Yes, we are only interested in Ken Onion/Shun range. We chose that range because after extensive investigation, decided they were by far the best on the market (although, yes, I'm sure, many will disagree).


----------



## rick alan (Nov 15, 2012)

First off, welcome to Cheftalk NM, this site is a wealth of information, and entertaining posts as well.  There are a number of other websites with equally good information, but this one is my favorite.

The handle of this knife is designed for those who have no dexterity or training of any kind.  The big-belly profile is likewise not an endearing feature for most here, as is the excessive thickness behind the edge.  They are unexceptional knives in general.  I was unfortunate enough to buy one of this line, the steak knife, just 2 months before finding Cheftalk and the wealth of information here.

This particular line, and Shun in general, are simply unexceptional and overpriced cutlery, relying entirely on mass-marketing techniques and general consumer ignorance.  The warranty is a gaff, as is the so-called sharpening service.  I would sell you my "especially" defective knife except for the fact that I am still in negotiations with shun who refused to honor their warranty and did further damage to my knife when I sent it in for replacement.  Their sharpening service removed 3mm of material from the edge (not to mention the 50deg inclusive sharpening angle), even though I asked them to simply return it to me.

So I will not sell you this knife at this time, unless you're perception of reality thinks it such a wonder that you will pay the $100 it cost me.  In which case I would rub my hands together excitedly and shout Ha Cha!

Consider also that your 10" might actually be repairable, with respect only to the alluded damage, of course.

Beauty is in the eyes of the beholder NM, so do as you will.


----------



## foody518 (Aug 6, 2015)

Are you comfortable with specifying the type of damage your current 10inch knife has?
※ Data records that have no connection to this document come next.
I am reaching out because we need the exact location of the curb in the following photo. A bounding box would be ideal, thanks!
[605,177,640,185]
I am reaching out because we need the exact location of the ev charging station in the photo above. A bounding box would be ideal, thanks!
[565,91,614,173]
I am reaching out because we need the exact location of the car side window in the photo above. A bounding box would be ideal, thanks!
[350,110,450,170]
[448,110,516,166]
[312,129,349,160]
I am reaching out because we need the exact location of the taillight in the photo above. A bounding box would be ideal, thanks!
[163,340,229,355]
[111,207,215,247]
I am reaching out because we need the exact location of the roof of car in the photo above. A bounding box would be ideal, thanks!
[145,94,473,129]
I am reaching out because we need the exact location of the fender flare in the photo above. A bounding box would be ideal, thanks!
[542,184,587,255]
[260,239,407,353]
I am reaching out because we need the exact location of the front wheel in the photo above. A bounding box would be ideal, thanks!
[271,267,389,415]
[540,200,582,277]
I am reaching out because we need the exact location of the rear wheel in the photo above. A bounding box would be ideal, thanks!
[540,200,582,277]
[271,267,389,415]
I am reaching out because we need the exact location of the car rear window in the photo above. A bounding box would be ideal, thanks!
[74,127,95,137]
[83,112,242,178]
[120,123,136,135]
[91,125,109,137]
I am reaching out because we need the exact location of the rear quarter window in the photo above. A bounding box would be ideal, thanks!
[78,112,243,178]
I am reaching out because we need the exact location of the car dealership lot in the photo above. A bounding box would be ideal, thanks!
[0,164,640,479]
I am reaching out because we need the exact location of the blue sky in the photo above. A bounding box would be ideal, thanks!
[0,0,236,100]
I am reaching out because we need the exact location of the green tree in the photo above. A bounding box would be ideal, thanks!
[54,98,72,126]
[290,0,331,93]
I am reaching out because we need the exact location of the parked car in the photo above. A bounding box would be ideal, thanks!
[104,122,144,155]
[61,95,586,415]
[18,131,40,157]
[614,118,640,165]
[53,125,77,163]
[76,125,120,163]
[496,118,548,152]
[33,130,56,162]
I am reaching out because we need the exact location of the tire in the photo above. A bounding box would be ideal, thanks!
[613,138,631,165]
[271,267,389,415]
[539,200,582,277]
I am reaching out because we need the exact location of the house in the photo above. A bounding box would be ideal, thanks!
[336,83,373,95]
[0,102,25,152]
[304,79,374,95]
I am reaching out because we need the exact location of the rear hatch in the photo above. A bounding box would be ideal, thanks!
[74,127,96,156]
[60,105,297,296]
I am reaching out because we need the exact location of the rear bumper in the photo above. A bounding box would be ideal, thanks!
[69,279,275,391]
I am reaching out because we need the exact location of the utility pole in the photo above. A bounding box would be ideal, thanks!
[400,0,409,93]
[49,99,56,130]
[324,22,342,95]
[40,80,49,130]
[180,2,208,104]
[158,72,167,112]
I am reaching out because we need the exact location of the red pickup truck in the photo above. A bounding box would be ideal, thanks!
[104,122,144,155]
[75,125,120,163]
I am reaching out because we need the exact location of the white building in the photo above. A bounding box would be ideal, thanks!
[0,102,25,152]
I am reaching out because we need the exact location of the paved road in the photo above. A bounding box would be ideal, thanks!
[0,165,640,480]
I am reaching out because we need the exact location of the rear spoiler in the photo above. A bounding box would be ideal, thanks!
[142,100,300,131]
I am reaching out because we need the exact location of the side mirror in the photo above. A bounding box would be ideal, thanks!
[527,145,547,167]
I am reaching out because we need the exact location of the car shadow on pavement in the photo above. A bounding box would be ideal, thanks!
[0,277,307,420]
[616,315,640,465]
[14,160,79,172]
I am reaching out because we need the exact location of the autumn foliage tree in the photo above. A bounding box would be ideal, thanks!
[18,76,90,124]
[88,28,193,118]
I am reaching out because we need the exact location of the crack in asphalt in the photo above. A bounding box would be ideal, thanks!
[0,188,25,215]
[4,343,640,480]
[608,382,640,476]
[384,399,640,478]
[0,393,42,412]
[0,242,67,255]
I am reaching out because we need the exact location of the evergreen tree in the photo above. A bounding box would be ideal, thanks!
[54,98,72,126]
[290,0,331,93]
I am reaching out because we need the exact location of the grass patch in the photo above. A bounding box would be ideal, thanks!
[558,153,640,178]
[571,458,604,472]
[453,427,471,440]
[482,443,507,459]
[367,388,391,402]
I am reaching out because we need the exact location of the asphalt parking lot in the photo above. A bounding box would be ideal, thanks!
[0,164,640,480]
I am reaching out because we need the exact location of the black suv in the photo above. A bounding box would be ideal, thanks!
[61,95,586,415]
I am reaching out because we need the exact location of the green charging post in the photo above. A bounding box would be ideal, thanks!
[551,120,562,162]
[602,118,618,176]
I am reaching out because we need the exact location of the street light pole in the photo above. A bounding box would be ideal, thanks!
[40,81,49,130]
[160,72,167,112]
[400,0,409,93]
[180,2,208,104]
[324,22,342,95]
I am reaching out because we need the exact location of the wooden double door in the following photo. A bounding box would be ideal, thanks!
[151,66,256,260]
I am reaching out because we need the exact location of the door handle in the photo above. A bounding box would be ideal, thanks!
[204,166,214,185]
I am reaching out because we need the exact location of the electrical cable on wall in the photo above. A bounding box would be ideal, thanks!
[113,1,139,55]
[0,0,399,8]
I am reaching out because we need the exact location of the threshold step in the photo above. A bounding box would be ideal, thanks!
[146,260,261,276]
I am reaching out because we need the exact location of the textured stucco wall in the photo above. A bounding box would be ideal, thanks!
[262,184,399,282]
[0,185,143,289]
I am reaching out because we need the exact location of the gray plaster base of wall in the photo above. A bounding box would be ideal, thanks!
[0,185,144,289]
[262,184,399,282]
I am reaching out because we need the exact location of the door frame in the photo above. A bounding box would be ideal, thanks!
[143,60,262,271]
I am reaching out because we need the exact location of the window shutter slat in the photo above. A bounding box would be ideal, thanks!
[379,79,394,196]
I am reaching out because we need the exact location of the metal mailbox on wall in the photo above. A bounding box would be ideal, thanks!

Is it of the repairable nature?





  








P1000506.JPG




__
foody518


__
Feb 9, 2016








If this kind of more traditional craftsmanship is also agreeable to you, we've got folks here who can give some good recommendations


----------



## brianshaw (Dec 18, 2010)

Good luck with your quest, Nicole.


----------



## millionsknives (Apr 25, 2014)

Post a picture of the damage it may be fixable


----------